For those for whom this tale is penned, it will be as the Perilous Wood itself would be: confusing, soothing, wonderful, terrible.

Here is a realm more stiffly formal and deeply romantic than what we know in these barren days, and frequently adorned with song and poem.

But if such fare is tasteless to your tongue, pass it by. I can think of a year, not long behind me, when I would not have cared a farthing for this word. Now, I am fascinated by it, but cannot unravel its riddles.

The tale begins with the protagonist, still wrapped in the hues and confusions of a dream, laying abed remembering yesterday’s events, when he came of age, came into his inheritance, and heard a fairy story read to him by his sister. ‘Is there a fairy-country, brother?’ she had asked. He had answered: ‘I suppose there is, if one could find the way into it.’

He inherits a key to a locked rolltop desk kept in a dark room. He finds a hidden switch behind a false panel, opening an dusty cubby, empty save for faded petals and a yellowed papers.

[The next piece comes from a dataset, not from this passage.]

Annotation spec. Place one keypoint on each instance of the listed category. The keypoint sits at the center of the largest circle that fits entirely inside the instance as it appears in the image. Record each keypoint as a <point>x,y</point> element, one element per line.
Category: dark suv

At once on a threshold stands a miniature woman of fairyland, dressed in timeless simplicity of style, and fair as a Greek statuette. She mocks his doubts and certainties, for she is his grandmother, and grants him his true inheritance: to enter fairyland.

In the morning gloom, the furniture in his bedroom transform to their fairy archetypes: his washbasin into the fountainhead of a crystal stream, his green carpet into a green carpet of grass, the carved ivy-leaf decorations of his dressing-table into an ivy trellis. The stream leads by a path into the forest of the fairy realm. Of course he ventures into the forest right away, and of course he departs from the path, which he wonders perhaps he should not. Things go awry.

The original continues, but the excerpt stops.